Recent research reports point to a number of interesting shifts in malware tactics and goals. Cryptominers, which had surpassed ransomware as the most common type of malware, fell out of favor due to the decline in cryptocurrency values. Ransomware is becoming more targeted and deviates from a shotgun approach.
Malware attacks on company strikes
Companies saw a 79 percent increase in the amount of malware they had treated in 2018 in 2017, according to the Malwarebytes Labs State of Malware Report 2019. "What we usually see at the end of the year or quarter is that there is some sort of has been an increase or large number of detections on the consumer side, "says Adam Kujawa, director of Malwarebytes Labs. "On the business side, it can grow slowly, but certainly not as we have seen this in the past six months." For comparison: consumer detections decreased by 3 percent in the same period.
"We have found that cyber criminals are putting a lot of pressure on moving away from consumers and doing really tough things against companies instead," adds Kujawa.

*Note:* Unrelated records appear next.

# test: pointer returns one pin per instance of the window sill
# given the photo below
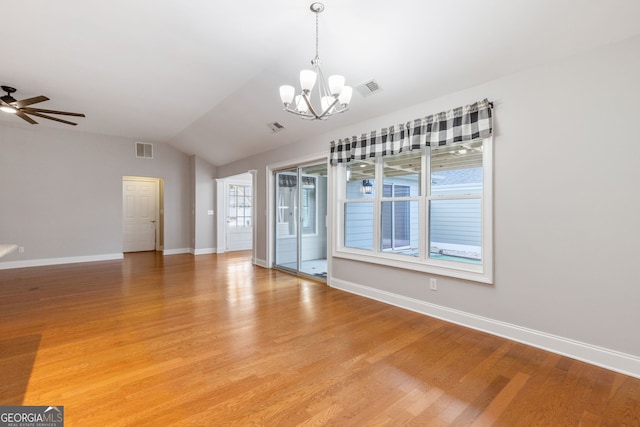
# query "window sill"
(473, 272)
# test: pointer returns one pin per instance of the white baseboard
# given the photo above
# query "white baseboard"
(204, 251)
(176, 251)
(56, 261)
(606, 358)
(260, 262)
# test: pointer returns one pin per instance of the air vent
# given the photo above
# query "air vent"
(275, 127)
(369, 88)
(144, 150)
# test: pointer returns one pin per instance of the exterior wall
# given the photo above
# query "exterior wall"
(61, 194)
(564, 219)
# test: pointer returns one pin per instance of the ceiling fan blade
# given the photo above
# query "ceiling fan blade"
(23, 116)
(42, 110)
(29, 101)
(55, 119)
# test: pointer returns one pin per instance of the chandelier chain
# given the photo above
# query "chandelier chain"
(317, 57)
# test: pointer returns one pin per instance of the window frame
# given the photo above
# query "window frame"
(482, 272)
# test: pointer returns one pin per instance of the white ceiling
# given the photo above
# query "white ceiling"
(203, 75)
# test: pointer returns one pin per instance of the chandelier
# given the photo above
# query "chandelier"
(333, 95)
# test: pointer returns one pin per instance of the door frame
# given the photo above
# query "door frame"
(221, 209)
(159, 224)
(271, 220)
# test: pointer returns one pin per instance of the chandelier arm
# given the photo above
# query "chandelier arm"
(305, 96)
(326, 112)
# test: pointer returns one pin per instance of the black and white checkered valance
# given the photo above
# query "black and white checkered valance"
(461, 124)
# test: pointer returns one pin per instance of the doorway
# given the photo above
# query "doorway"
(142, 214)
(235, 229)
(300, 220)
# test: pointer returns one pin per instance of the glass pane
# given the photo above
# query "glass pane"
(308, 205)
(400, 227)
(313, 210)
(404, 169)
(455, 231)
(286, 205)
(358, 225)
(457, 169)
(361, 182)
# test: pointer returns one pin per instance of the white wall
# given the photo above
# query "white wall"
(566, 210)
(61, 193)
(204, 232)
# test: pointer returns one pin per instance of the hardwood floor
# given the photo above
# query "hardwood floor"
(212, 340)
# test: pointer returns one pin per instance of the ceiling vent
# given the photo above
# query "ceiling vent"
(368, 88)
(144, 150)
(275, 127)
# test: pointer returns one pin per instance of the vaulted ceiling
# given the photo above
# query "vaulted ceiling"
(203, 75)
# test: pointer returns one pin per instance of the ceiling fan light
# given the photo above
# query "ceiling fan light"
(286, 94)
(336, 83)
(307, 79)
(345, 95)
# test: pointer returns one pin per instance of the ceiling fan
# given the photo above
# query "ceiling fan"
(22, 108)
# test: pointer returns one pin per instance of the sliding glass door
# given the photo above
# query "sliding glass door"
(300, 220)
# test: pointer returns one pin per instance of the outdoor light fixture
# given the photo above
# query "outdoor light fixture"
(367, 186)
(333, 95)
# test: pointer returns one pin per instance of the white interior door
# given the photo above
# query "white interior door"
(140, 214)
(239, 218)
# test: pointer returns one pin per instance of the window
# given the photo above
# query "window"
(429, 210)
(239, 206)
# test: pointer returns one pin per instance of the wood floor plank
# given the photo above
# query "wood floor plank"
(213, 340)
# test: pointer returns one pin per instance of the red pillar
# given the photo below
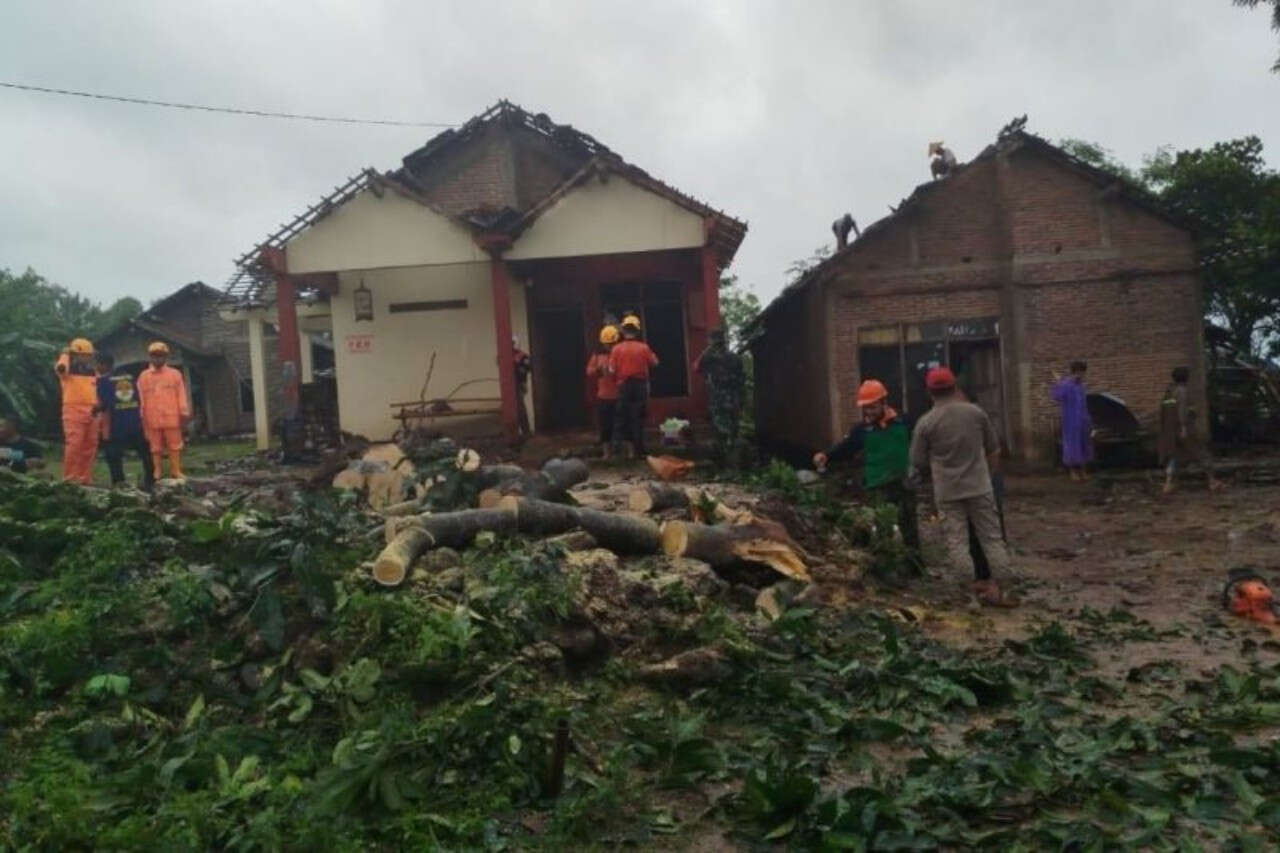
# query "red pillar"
(287, 318)
(711, 287)
(501, 278)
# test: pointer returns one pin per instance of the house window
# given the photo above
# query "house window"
(661, 306)
(901, 355)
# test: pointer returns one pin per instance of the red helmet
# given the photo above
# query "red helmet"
(872, 392)
(940, 379)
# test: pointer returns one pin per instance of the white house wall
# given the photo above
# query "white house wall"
(385, 360)
(603, 218)
(369, 232)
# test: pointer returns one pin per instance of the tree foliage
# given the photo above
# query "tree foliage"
(1229, 190)
(40, 318)
(739, 308)
(1100, 156)
(1275, 17)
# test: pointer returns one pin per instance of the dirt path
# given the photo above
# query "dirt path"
(1115, 543)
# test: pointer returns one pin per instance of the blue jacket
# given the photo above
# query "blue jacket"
(118, 396)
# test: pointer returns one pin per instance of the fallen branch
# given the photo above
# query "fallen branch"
(426, 532)
(552, 483)
(612, 530)
(654, 497)
(725, 544)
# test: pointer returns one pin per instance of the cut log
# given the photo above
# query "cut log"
(613, 530)
(452, 529)
(492, 475)
(654, 497)
(725, 544)
(403, 507)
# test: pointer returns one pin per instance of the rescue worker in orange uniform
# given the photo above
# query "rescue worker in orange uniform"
(164, 409)
(74, 368)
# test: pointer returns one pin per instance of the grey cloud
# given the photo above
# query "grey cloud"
(782, 113)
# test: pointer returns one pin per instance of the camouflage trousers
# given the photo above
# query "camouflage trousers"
(982, 514)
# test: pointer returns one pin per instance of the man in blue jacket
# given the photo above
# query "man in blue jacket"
(118, 400)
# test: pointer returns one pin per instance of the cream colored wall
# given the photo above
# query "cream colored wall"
(603, 218)
(401, 345)
(369, 232)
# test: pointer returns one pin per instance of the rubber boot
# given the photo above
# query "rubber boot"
(176, 465)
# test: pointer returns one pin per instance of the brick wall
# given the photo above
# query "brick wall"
(1072, 272)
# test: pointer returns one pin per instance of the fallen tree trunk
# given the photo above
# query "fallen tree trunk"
(612, 530)
(726, 544)
(552, 483)
(654, 497)
(452, 529)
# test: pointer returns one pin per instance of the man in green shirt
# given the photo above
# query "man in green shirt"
(885, 438)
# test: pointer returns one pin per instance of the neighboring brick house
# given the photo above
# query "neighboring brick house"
(1008, 269)
(211, 352)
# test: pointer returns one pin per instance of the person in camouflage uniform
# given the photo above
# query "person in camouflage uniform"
(726, 379)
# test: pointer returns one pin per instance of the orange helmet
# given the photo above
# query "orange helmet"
(872, 392)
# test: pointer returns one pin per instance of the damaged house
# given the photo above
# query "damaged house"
(507, 227)
(1006, 269)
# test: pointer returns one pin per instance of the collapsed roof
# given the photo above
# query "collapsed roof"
(496, 174)
(1008, 141)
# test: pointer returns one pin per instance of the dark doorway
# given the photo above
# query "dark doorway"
(560, 369)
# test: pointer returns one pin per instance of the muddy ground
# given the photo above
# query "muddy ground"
(1115, 542)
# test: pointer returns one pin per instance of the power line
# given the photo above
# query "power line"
(202, 108)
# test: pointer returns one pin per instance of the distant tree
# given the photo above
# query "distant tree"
(1098, 156)
(39, 319)
(1235, 199)
(739, 306)
(123, 309)
(1275, 17)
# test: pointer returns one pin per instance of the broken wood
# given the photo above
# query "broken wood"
(425, 532)
(612, 530)
(552, 483)
(654, 497)
(725, 544)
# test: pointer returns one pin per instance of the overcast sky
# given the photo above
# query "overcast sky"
(784, 114)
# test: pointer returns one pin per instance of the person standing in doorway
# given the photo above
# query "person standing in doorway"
(883, 437)
(1179, 441)
(1072, 397)
(956, 445)
(606, 388)
(164, 409)
(122, 415)
(524, 368)
(74, 368)
(630, 363)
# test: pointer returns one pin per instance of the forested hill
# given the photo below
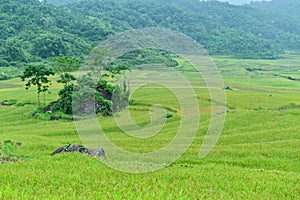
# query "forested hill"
(32, 31)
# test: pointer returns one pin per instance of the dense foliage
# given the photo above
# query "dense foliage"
(34, 31)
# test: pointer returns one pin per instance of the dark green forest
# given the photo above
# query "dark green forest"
(34, 31)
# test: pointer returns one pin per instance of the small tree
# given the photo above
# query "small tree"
(38, 76)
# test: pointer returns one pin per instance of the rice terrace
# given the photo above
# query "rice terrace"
(153, 115)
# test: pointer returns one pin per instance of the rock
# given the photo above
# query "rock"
(18, 143)
(227, 88)
(96, 152)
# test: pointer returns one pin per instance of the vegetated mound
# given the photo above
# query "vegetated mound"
(8, 152)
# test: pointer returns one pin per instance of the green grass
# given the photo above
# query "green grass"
(256, 157)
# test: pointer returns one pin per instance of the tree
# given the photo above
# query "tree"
(38, 76)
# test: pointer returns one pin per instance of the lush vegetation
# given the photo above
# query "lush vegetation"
(43, 43)
(33, 31)
(256, 157)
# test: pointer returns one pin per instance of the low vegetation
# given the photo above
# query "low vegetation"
(256, 156)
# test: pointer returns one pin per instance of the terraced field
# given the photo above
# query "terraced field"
(256, 157)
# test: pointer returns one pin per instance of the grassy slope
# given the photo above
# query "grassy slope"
(256, 157)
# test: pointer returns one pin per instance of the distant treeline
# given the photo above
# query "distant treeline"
(34, 31)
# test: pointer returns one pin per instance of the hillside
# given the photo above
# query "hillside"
(32, 31)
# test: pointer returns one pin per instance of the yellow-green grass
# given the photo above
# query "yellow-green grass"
(256, 157)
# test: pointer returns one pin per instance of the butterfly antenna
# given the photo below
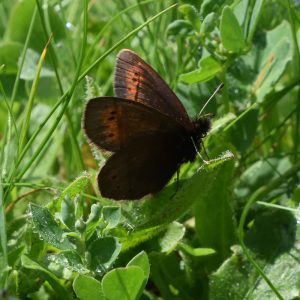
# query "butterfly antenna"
(214, 93)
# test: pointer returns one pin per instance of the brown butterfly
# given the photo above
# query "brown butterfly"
(145, 126)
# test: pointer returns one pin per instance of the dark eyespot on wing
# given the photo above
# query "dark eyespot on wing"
(111, 123)
(137, 81)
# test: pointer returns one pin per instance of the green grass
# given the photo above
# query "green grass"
(229, 232)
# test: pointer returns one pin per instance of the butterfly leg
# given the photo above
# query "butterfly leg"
(198, 153)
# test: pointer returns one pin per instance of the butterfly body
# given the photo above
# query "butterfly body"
(145, 126)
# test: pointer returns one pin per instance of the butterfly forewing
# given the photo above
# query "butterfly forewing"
(111, 123)
(143, 167)
(137, 81)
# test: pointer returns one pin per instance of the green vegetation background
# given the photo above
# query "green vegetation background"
(230, 232)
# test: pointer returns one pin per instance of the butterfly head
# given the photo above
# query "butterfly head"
(201, 127)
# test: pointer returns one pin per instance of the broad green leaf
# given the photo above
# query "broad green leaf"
(255, 16)
(179, 27)
(93, 220)
(76, 187)
(111, 215)
(87, 288)
(208, 68)
(104, 251)
(123, 283)
(175, 199)
(273, 239)
(68, 212)
(70, 260)
(273, 68)
(231, 32)
(209, 23)
(273, 233)
(141, 260)
(243, 132)
(50, 277)
(258, 174)
(168, 239)
(214, 215)
(47, 228)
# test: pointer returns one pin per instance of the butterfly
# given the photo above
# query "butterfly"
(146, 128)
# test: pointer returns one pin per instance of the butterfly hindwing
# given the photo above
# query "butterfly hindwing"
(111, 123)
(142, 167)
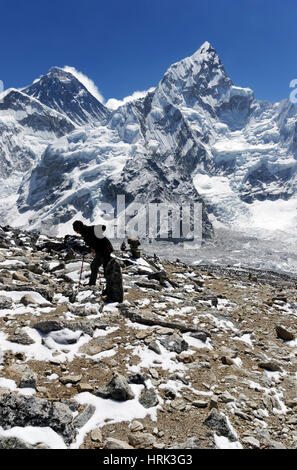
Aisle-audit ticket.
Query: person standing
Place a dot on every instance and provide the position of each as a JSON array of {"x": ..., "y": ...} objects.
[{"x": 99, "y": 245}]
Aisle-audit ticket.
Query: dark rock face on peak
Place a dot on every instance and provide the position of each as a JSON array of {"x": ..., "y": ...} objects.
[{"x": 61, "y": 91}]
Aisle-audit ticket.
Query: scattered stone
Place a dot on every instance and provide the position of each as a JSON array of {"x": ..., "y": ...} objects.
[
  {"x": 114, "y": 282},
  {"x": 153, "y": 346},
  {"x": 5, "y": 302},
  {"x": 214, "y": 402},
  {"x": 17, "y": 443},
  {"x": 27, "y": 300},
  {"x": 19, "y": 277},
  {"x": 284, "y": 333},
  {"x": 148, "y": 398},
  {"x": 118, "y": 389},
  {"x": 19, "y": 410},
  {"x": 270, "y": 366},
  {"x": 218, "y": 423},
  {"x": 84, "y": 387},
  {"x": 191, "y": 443},
  {"x": 226, "y": 397},
  {"x": 200, "y": 403},
  {"x": 251, "y": 441},
  {"x": 21, "y": 337},
  {"x": 201, "y": 336},
  {"x": 111, "y": 443},
  {"x": 80, "y": 420},
  {"x": 70, "y": 379},
  {"x": 227, "y": 360},
  {"x": 96, "y": 435},
  {"x": 141, "y": 440},
  {"x": 178, "y": 404},
  {"x": 137, "y": 378},
  {"x": 96, "y": 346},
  {"x": 170, "y": 393},
  {"x": 136, "y": 426},
  {"x": 149, "y": 284},
  {"x": 174, "y": 343},
  {"x": 187, "y": 357},
  {"x": 28, "y": 380}
]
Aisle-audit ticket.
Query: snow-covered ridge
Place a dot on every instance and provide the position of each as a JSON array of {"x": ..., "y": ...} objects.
[{"x": 196, "y": 136}]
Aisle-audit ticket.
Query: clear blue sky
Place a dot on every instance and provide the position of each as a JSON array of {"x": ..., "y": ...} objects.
[{"x": 127, "y": 45}]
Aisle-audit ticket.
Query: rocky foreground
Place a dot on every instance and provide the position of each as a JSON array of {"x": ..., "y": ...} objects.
[{"x": 195, "y": 357}]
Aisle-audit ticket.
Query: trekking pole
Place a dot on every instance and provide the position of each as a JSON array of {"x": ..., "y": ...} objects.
[{"x": 81, "y": 270}]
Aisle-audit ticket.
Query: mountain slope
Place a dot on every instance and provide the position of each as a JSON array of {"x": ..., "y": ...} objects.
[
  {"x": 196, "y": 137},
  {"x": 61, "y": 91}
]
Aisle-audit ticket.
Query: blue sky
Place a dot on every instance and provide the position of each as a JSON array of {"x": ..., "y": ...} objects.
[{"x": 127, "y": 45}]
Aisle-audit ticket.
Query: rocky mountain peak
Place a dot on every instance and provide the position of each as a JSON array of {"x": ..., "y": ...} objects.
[{"x": 62, "y": 91}]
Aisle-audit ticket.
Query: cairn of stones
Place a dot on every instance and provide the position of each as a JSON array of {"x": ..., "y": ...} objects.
[{"x": 134, "y": 247}]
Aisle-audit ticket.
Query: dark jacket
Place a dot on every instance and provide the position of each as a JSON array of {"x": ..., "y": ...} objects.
[{"x": 102, "y": 246}]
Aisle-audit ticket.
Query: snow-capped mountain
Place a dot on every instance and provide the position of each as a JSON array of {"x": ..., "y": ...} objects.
[
  {"x": 194, "y": 137},
  {"x": 62, "y": 91}
]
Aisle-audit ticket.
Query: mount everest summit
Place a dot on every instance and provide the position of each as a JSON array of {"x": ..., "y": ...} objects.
[{"x": 195, "y": 137}]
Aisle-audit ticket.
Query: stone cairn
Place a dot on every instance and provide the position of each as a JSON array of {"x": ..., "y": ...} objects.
[{"x": 134, "y": 244}]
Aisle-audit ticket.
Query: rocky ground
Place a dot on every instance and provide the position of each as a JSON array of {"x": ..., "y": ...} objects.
[{"x": 195, "y": 357}]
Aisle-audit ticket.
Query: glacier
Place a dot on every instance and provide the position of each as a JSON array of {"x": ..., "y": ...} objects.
[{"x": 195, "y": 137}]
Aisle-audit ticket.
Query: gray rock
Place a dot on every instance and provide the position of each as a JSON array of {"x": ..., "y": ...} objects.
[
  {"x": 200, "y": 403},
  {"x": 170, "y": 393},
  {"x": 136, "y": 426},
  {"x": 118, "y": 389},
  {"x": 29, "y": 379},
  {"x": 149, "y": 284},
  {"x": 201, "y": 336},
  {"x": 219, "y": 424},
  {"x": 153, "y": 345},
  {"x": 70, "y": 379},
  {"x": 21, "y": 337},
  {"x": 191, "y": 443},
  {"x": 141, "y": 440},
  {"x": 137, "y": 378},
  {"x": 148, "y": 398},
  {"x": 251, "y": 441},
  {"x": 96, "y": 346},
  {"x": 19, "y": 410},
  {"x": 174, "y": 343},
  {"x": 49, "y": 325},
  {"x": 5, "y": 302},
  {"x": 114, "y": 281},
  {"x": 84, "y": 417},
  {"x": 146, "y": 317},
  {"x": 270, "y": 366},
  {"x": 27, "y": 300},
  {"x": 284, "y": 333},
  {"x": 112, "y": 443},
  {"x": 17, "y": 443}
]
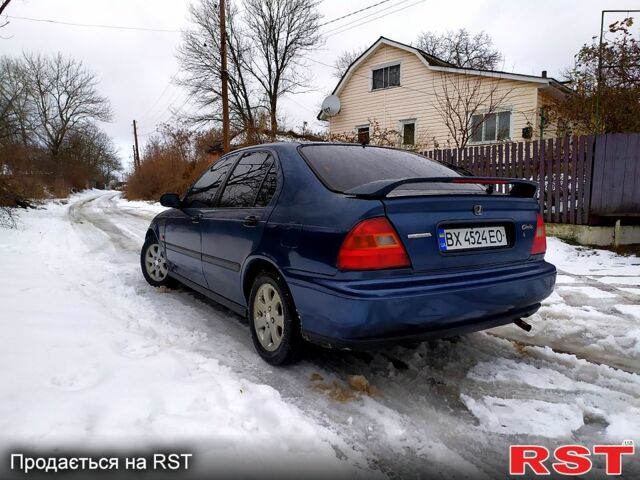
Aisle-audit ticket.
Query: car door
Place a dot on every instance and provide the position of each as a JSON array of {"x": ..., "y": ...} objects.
[
  {"x": 232, "y": 230},
  {"x": 182, "y": 235}
]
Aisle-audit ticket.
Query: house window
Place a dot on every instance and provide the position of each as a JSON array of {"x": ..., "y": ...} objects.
[
  {"x": 492, "y": 127},
  {"x": 408, "y": 131},
  {"x": 363, "y": 134},
  {"x": 386, "y": 77}
]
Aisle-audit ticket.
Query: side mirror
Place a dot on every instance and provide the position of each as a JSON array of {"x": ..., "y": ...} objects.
[{"x": 171, "y": 200}]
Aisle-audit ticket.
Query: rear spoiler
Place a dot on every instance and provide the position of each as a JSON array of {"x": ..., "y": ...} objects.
[{"x": 381, "y": 188}]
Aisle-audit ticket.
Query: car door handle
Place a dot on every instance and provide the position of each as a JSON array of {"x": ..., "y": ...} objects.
[{"x": 250, "y": 221}]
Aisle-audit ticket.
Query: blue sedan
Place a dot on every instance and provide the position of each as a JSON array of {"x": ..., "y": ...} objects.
[{"x": 352, "y": 246}]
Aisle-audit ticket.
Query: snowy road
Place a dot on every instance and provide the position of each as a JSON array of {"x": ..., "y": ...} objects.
[{"x": 100, "y": 357}]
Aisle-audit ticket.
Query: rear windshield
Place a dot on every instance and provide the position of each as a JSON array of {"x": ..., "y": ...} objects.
[{"x": 343, "y": 167}]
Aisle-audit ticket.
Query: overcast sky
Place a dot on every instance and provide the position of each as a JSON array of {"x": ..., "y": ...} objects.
[{"x": 135, "y": 67}]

That "really heavy stuff" comes largely in the form of older consumer-focused malware that is "armed" to become a larger, more versatile threat to businesses. Kujawa mentions Emotet as one of the most important. "It's a nasty little Trojan for stealing information that also installs additional malware, distributes it laterally, and acts as its own spam sender. As soon as it infects a system, it starts sending email and trying to infect other people."
Emotet has been around since 2014 and focused primarily on consumers. It originally infected a computer that was looking for someone's financial or credit card to steal. Since then it has picked up new opportunities inspired by or borrowed from other successful malware such as Wannacry or EternalBlue. "Now it has become much more modular and we see it being able to use these exploits to navigate through a corporate network, whereas they were previously limited to a single endpoint," says Kujawa. "Even if it's a small network in a small company, it's juicier than infecting grandma."
Lateral movement of malware is increasing, according to the Global Threat Report: The Year of the Next-Gen Cyberattack from Carbon Black. Nearly 60 percent of malware attacks on companies are now designed to cross a network laterally.